“But if you go,” he appealed—and with a sense as of final flatness, however he arranged it, for his own attitude—“but if you go sha’n’t I see you again?”
She waited a little, and it was strangely for him now as if—though at last so much more gorged with her tribute than she had ever been with his—something still depended on her. “Do you like to see me?” she very simply asked.
At this he did get up; that was easier than to say—at least with responsive simplicity; and again for a little he looked hard and in silence at his letter; which at last, however, raising his eyes to her own for the act, while he masked their conscious ruefulness, to his utmost, in some air of assurance, he slipped into the inner pocket of his coat, letting it settle there securely. “You’re too wonderful.” But he frowned at her with it as never in his life. “Where does it all come from?”

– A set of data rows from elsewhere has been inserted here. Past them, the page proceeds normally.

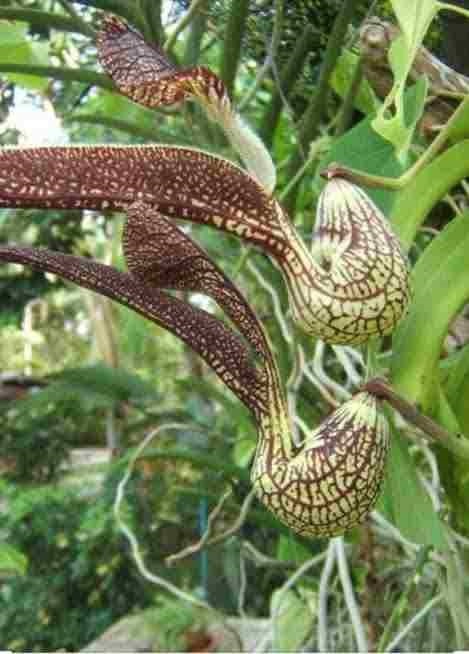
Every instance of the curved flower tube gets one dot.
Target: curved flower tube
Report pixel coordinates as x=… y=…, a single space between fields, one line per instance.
x=322 y=488
x=352 y=285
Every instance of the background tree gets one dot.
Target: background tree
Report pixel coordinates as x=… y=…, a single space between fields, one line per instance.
x=297 y=81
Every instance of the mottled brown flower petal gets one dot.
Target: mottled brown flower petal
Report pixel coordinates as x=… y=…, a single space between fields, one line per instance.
x=218 y=345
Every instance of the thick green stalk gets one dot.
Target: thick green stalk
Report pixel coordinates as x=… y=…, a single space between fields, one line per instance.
x=45 y=19
x=128 y=9
x=421 y=194
x=403 y=601
x=196 y=33
x=288 y=76
x=313 y=115
x=60 y=72
x=151 y=9
x=232 y=43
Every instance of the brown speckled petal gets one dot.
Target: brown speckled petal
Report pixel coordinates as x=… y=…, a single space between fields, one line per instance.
x=218 y=345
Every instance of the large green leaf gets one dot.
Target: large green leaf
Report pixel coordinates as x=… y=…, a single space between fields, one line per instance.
x=361 y=147
x=365 y=100
x=19 y=48
x=405 y=502
x=414 y=202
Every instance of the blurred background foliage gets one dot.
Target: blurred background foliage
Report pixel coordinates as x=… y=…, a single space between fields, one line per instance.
x=83 y=381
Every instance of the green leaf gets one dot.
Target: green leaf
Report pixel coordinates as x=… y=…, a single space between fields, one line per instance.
x=405 y=500
x=365 y=100
x=17 y=47
x=440 y=282
x=12 y=561
x=294 y=621
x=416 y=200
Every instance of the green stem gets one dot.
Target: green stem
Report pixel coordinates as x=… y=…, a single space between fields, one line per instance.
x=190 y=15
x=421 y=194
x=314 y=152
x=45 y=19
x=197 y=31
x=284 y=86
x=86 y=29
x=274 y=43
x=203 y=460
x=396 y=183
x=114 y=123
x=372 y=350
x=314 y=113
x=60 y=72
x=403 y=601
x=232 y=43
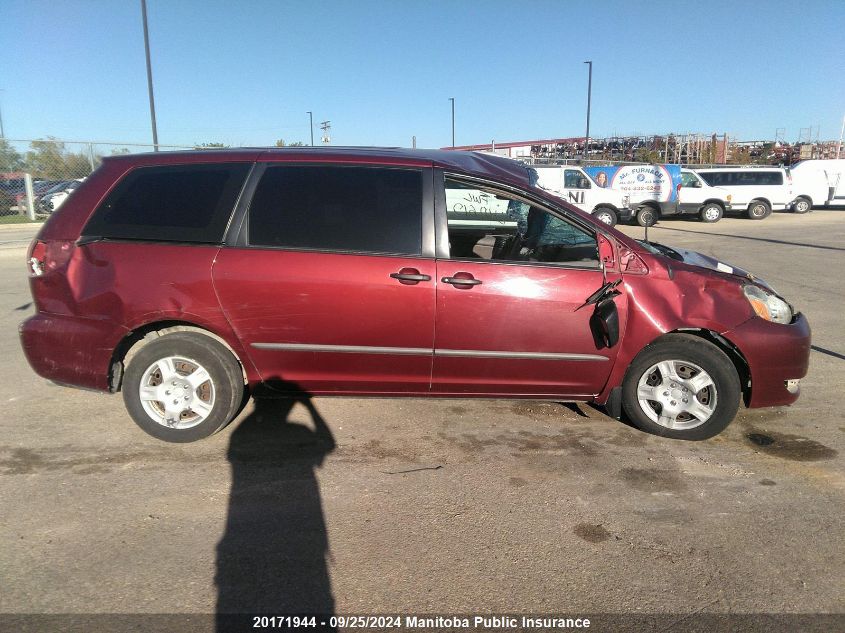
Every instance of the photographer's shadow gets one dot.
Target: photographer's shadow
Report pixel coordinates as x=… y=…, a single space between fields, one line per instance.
x=272 y=558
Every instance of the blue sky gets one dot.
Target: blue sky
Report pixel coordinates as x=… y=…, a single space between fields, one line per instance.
x=245 y=72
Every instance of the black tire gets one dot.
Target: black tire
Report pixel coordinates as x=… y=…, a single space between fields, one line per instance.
x=802 y=205
x=711 y=212
x=759 y=210
x=606 y=215
x=646 y=216
x=225 y=377
x=689 y=349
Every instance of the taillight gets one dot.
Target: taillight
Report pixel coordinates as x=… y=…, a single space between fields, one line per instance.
x=47 y=256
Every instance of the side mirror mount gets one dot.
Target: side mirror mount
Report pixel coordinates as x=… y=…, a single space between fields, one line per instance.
x=607 y=258
x=604 y=323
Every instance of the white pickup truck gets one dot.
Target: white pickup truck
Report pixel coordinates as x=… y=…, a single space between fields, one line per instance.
x=576 y=187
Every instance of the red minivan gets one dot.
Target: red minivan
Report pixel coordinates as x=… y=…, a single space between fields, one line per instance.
x=188 y=280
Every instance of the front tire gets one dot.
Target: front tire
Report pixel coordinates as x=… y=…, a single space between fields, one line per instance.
x=681 y=387
x=711 y=212
x=801 y=205
x=183 y=387
x=646 y=216
x=606 y=215
x=759 y=210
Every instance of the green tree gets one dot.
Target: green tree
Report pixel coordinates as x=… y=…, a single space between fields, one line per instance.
x=10 y=159
x=50 y=159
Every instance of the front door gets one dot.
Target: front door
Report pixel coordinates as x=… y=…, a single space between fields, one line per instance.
x=331 y=290
x=510 y=315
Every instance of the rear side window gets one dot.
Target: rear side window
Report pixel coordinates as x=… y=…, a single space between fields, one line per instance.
x=365 y=209
x=172 y=204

“The wonder of poor me?” Kate Cookham said. “It comes from you.”
He shook his head slowly—feeling, with his letter there against his heart, such a new agility, almost such a new range of interest. “I mean so much money—so extraordinarily much.”
Well, she held him a while blank. “Does it seem to you extraordinarily much—twelve-hundred-and-sixty? Because, you know,” she added, “it’s all.”
“It’s enough!” he returned with a slight thoughtful droop of his head to the right and his eyes attached to the far horizon as through a shade of shyness for what he was saying. He felt all her own lingering nearness somehow on his cheek.
“It’s enough? Thank you then!” she rather oddly went on.
He shifted a little his posture. “It was more than a hundred a year—for you to get together.”
“Yes,” she assented, “that was what year by year I tried for.”